Chalcott’s eyes behind rimless glasses seem to be concentrated on burning a hole through Ruiz’s forehead. “You do us a disservice, sir. You come in here, treating us like the Bumstead crowd, making outrageous allegations, getting in my face in a public place-that’s not very intelligent behavior. We can go somewhere now and talk about this, or I can find you later.”

It is a threat. Chalcott doesn’t look like a dangerous man, but an unlined face can hide a myriad of sins. His thick brown hair is ruffled slightly by the currents from the air conditioner. Joe O’Loughlin has taught Ruiz that true narcissists become intensely angry if anyone suggests they are not perfect. They seek to destroy the messenger rather than admit their flawless image might be blemished.

“I thought you were a clever man,” says Chalcott. “Clearly, I was misinformed. You come in here looking like you fell out of a laundry bag, making threats and baseless allegations, thinking you can rattle me. You think I give a fuck what some pissant, washed-up former detective is going to do?”

Ruiz looks at his hands and feet. He was wrong to come here; foolish to think they would tell him anything. By confronting them, by humiliating them publicly, by peeling away the carefully constructed facade of their work, Ruiz has inserted broken glass into the brains of dangerous men.

The manager has arrived. He is standing three feet away, his tongue wetting his lips.

“Perhaps you gentlemen could lower your voices.”

Chalcott’s eyes are filled with a black light. “Why don’t you fuck off?”

The manager takes a step back.

“It’s all right,” says Ruiz. “I’ll be leaving in a moment.”

“Nice to hear it,” says Sobel.

The driver leans down to whisper something in Ruiz’s ear but doesn’t finish the sentence.

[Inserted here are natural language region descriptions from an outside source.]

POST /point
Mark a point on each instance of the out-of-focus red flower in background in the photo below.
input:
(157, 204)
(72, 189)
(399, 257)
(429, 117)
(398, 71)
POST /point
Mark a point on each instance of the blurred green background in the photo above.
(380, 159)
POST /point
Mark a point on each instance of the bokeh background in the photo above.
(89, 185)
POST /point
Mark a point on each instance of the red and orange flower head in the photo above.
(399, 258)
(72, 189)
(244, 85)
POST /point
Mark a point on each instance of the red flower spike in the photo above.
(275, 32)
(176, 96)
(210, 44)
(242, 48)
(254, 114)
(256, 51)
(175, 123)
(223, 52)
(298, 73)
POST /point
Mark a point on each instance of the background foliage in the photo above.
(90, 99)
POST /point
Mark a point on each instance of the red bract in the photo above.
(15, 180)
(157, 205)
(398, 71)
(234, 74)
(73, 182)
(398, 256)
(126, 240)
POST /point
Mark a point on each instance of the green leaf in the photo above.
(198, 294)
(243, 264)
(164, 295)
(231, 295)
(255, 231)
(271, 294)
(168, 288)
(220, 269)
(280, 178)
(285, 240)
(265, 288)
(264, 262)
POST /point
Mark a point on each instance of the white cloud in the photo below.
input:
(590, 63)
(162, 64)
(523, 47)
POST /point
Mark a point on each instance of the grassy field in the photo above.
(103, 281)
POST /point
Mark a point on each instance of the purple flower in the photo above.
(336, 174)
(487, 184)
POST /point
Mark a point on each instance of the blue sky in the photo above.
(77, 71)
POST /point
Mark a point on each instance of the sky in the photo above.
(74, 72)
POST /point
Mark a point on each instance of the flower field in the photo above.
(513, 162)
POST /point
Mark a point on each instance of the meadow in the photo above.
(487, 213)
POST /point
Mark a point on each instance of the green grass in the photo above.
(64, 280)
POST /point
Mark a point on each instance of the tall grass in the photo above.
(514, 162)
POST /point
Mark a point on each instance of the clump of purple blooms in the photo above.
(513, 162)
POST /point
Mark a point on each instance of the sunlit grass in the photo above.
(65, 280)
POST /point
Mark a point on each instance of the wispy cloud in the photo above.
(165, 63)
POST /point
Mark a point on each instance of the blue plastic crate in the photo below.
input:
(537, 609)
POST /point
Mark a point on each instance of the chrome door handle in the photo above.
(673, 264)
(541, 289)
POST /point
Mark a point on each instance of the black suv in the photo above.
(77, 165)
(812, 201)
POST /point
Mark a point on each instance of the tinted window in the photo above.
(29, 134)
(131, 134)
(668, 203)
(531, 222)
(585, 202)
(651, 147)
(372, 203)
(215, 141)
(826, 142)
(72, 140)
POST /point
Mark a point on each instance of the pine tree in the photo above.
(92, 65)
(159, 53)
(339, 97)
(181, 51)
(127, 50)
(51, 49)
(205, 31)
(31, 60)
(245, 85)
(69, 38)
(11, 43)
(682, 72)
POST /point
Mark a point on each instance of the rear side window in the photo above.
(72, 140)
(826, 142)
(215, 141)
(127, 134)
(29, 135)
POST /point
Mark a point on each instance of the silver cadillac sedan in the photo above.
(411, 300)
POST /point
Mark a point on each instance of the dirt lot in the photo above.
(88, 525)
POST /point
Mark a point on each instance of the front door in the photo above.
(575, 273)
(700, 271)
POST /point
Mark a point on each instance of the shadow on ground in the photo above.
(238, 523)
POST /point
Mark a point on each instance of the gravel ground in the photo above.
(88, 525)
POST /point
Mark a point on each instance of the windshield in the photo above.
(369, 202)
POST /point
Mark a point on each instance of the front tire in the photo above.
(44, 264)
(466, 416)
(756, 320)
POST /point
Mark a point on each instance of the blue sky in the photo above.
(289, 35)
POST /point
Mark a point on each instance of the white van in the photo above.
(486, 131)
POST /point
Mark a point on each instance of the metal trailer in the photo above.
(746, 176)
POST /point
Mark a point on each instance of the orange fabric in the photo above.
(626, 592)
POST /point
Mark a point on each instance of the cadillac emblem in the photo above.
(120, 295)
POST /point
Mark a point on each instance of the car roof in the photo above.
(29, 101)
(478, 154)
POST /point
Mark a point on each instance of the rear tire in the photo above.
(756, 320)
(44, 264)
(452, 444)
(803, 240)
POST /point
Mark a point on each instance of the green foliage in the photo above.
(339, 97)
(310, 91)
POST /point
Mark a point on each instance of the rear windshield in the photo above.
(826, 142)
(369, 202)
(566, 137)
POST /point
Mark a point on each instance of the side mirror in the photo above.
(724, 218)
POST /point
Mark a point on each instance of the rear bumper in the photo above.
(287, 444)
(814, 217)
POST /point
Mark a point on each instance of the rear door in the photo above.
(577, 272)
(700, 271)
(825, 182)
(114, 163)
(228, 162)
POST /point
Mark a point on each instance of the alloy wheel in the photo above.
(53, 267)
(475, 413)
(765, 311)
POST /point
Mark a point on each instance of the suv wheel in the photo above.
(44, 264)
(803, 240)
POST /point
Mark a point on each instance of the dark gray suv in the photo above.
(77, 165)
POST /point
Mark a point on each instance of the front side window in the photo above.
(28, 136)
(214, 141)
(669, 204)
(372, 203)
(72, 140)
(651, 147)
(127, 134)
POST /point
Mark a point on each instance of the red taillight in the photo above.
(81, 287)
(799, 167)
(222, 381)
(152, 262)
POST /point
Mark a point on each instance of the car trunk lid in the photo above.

In that moment something breaks inside Ruiz-not a clean snap like a bone or a branch splintering, but a moist sound like wet sheets flapping on a windy day. A kaleidoscope of images tumbles through his mind-Zac Osborne’s tortured body, Elizabeth North vomiting in the gutter, Holly Knight without a family, Richard North dragged from the stinking mud.

In the pause between heartbeats, Ruiz swings his elbow back in a short arc, connecting with the driver’s throat, closing his windpipe. In the same motion, he drags him face-first on to the table sending plates and glasses crashing to the floor. The next blow is delivered with a pepper mill inside Ruiz’s fist, hooking the driver under the left eye. He doesn’t want to stop. He can feel the old wheels starting to turn and the cobwebs being blown out. It feels better than it should.